Alaska in 1904 wasn’t entirely disconnected from the the ‘outside’ world, but communications were inadequate for the age in which the United States was progressing. To relay a message, depending on where the message originated, could take days, weeks, even months to reach its destination. With Alaska’s strategic global position for the US military, there needed to be a way to expedite correspondence.
Using the USS General Burnside, a Union gunboat that patrolled the eastern seaboard in the Civil War converted to a line-laying steamship, engineers and crew with the Alaska Communications System (ACS), also known as the Washington-Alaska Military Cable and Telegraph System (WAMCATS), set out from Seattle laying line to Sitka, one of Alaska’s largest towns at the time located about 900 miles north of Seattle. Soon, another line was installed at the bottom of the dark open waters of the Gulf of Alaska connecting Sitka and Valdez. While this line wasn’t the first telegraph line in the territory, as several villages had already been connected, it was the first connecting Alaska to the continental US.
On July 30, 1904 the first message was sent over the cable. This message, a major breakthrough for Alaska communications, was just the beginning of a transformation of the state. Soon, telegraph stations and railroad lines were installed and interconnected throughout the territory. Citizens of the territory shifted as new towns and villages congregated closer to these spots.

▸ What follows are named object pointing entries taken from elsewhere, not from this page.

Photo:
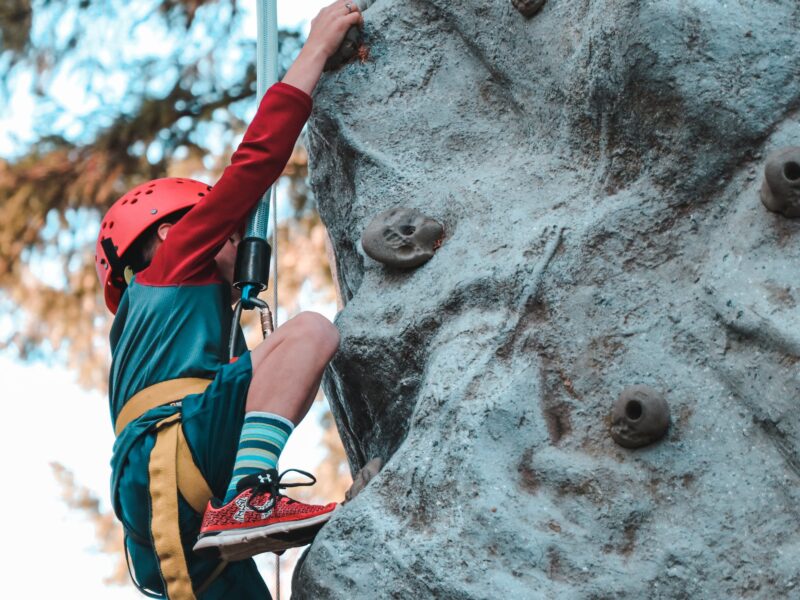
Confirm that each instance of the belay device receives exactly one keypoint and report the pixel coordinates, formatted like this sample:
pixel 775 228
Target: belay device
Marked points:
pixel 253 256
pixel 251 274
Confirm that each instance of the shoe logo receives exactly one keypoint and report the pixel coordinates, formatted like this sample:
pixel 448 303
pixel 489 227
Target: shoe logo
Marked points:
pixel 243 509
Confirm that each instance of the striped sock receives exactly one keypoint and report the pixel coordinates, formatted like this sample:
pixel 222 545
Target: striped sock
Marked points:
pixel 263 437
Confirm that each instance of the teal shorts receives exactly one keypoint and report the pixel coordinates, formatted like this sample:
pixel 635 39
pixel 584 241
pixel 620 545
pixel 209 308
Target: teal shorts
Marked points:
pixel 212 422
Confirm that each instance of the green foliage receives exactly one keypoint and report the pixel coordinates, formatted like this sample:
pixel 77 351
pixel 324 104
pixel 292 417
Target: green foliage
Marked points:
pixel 164 88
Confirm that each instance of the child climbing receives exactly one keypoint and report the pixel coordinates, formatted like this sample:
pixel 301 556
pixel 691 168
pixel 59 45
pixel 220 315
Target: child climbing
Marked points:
pixel 192 427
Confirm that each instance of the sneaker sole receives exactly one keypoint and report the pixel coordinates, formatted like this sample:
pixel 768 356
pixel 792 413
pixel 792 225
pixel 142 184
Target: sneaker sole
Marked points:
pixel 239 544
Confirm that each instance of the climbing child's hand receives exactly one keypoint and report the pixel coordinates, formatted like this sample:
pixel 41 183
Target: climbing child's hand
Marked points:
pixel 331 24
pixel 327 32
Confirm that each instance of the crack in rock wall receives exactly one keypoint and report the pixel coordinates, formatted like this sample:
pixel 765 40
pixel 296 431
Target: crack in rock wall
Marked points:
pixel 597 171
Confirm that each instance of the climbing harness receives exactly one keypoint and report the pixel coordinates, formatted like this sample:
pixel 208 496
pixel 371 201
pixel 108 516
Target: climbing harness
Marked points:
pixel 172 470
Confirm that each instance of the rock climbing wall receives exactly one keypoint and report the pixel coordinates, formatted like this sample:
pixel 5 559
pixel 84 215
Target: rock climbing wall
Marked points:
pixel 596 166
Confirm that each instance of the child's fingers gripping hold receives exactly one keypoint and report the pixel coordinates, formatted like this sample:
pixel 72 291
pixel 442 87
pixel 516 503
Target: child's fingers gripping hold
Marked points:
pixel 331 24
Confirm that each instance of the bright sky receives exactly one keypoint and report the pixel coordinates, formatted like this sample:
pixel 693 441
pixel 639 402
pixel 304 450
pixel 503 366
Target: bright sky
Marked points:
pixel 48 417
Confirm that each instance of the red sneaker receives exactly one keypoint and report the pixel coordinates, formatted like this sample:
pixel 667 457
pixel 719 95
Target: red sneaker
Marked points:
pixel 260 519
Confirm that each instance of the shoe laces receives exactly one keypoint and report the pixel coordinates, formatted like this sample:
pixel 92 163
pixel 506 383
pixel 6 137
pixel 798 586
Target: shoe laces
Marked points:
pixel 267 482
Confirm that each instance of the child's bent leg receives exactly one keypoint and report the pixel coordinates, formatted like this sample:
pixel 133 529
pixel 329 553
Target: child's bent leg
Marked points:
pixel 288 366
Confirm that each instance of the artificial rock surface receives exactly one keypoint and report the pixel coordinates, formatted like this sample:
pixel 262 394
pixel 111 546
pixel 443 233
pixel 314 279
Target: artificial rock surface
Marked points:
pixel 597 171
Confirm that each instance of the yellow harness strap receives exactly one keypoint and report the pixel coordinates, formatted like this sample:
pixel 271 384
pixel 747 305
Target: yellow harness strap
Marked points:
pixel 172 469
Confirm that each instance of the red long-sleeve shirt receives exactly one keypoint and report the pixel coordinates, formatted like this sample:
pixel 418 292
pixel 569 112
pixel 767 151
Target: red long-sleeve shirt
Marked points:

With the new telegraph lines came new roads. In the same year Congress approved a new tax aimed at raising funds to create roads in place of trails. Native and non-native people followed the construction creating a new life and lifestyle for their families.
Different parts and pieces came into place to modernize Alaska’s communications. “WAMCATS and ACS paved the way for later projects that connected all of Alaska’s communities to the nation and the world. In those projects, wireless technologies like microwave and satellites played an important role,” says telecom pioneer Dr. Alex Hills, author of, Finding Alaska’s Villages: And Connecting Them.
The breakthrough of Alaska’s telegraph system would heighten Alaska’s role in WW2 as a vital base in the Pacific theater, which helped lay the foundation for continued settlement and growth in the territory of Alaska.